About Us

Forest Gallery in Glen Arbor SummerForest Gallery offers fine craft as a part of Lake Street Studios in Glen Arbor. The success of Forest Gallery is due mainly to its extraordinarily knowledgeable, well-trained and experienced staff. The gallery grew out of Forest Flowers, which were sculptures created by the Bricker family from the early 1970s to the early 2000s.

In 1971 Ben Bricker completed his MFA at Western Michigan University and moved his family from Muskegon to take a faculty position at Nazareth College in Kalamazoo, teaching, among other things, jewelry and ceramics. This allowed his wife Ananda to abandon her career as a florist and return to her original love of ceramics, transforming her passion for nature into porcelain flowers. Concurrently, Ananda’s eldest daughter had developed her metal sculpting skills. These two, separately and together, took their sculptures to art fairs around the Midwest. Some of the more notable shows were Charlevoix, St. Joseph and The Ann Arbor Street Fair. In the mid 1980s the idea of combining the two struck and Forest Flowers were first created. These were porcelain flowers with copper stems and leaves. In the late ‘80s, Ananda’s youngest daughter, Beth joined the pair as a painter of the sculptures.

It was around this time that Ananda, Midge Obata and Suzanne Wilson purchased the Wescott property on Lake Street in Glen Arbor and formed the Lake Street Studios.  Within a few years, the old garage was renovated enough to house both the Center Gallery and a small retail outlet for Forest Flowers and other work made by members of the Bricker clan. Forest Flowers stopped production in 2002, and the retail space became Forest Gallery.

ANANDA BRICKER
Born in 1924 to Frank and Alice Dillon, pre-eminent commercial artists and illustrators in early 20th century Chicago, Ananda grew up in Winnetka, Illinois. After her studies at the Lowthorpe School of Landscape Architecture in Groton, Massachusetts, she married Ben Bricker in the ’40s. She made porcelain jewelry in the 1950s and porcelain flowers for over thirty years. She founded, in chronological order, the Tuesday morning artists breakfasts, the Glen Lake Artists,Lake Street Studios and the Glen Arbor Art Association. Ananda died in January of 2010.  Ken Scott tribute to Ananda Bricker.

BEN BRICKER
Born in 1922 in Cuba, Illinois, Ben also grew up in Winnetka. He studied at the University of Michigan and Western Michigan University. Ben was the fine arts chair at Nazareth College until his retirement in 1987. He then joined the Peace Corps and spent his tour at the University of Dar es Salaam in Tanzania, Africa. Ben is a founding member of the GAAA and the Lake Street Studios

CHERRIE BRICKER STEGE
Born in 1944, Cherrie is the eldest Bricker daughter. A past board member of the GAAA, she is an accomplished metalsmith who works primarily in copper. She has studied blacksmithing, metalsmithing and stained glass construction. Her functional and spatial expertise gave Forest Flowers the sculptural balance they were known for. She continues to use these skills in her current works in copper, glass and beach stones

BETH BRICKER
Beth was born in 1961. She studied fine arts in many diverse settings all over the country. She is an active painter, and offers classes in watercolor and acrylic. Beth currently sits on the GAAA board and is chair of the children’s classes and co-chair of the art accessibility committee.

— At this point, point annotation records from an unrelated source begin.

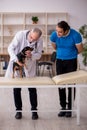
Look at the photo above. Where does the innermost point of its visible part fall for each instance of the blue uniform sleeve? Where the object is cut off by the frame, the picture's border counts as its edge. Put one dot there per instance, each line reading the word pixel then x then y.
pixel 77 38
pixel 53 37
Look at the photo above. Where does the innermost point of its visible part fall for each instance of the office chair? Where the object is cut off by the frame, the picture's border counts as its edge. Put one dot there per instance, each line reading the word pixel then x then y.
pixel 49 65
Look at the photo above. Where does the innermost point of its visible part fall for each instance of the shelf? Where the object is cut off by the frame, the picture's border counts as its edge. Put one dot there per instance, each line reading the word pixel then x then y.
pixel 12 22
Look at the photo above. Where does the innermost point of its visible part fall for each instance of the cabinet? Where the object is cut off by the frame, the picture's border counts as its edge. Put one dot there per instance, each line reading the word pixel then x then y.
pixel 12 22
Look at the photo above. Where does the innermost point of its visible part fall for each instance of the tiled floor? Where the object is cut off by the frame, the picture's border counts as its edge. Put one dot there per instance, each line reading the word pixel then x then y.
pixel 48 120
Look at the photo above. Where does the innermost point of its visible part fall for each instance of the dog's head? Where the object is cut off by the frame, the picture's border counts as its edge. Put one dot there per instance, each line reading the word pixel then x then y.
pixel 27 48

Alice Goss Dillon - 1887-1965

Alice Goss Dillon 1887-1965

ALICE GOSS DILLION (1889-1966)
Mother of Ananda Bricker & Barrie Riday.
Grandmother of Cherrie Bricker Stege and Beth Bricker.

Born in Peoria Illnois in 1887. She attended Bradley University and graduated from the Chicago Art Institute in 1909 where she met artist, Frank Dillon. They were married in 1911.

Alice was a successful commercial artist. Her detailed, imaginative watercolors were featured regularly in St. Nicholas, a children’s magazine. She used her husband’s name as well as her own to facilitate selling in what was then a man’s field.

Alice Dillon gave up painting entirely after the birth of her first child, giving over completely to being a wife and mother; however she left a legacy of artist’s spirit in the lives of her family.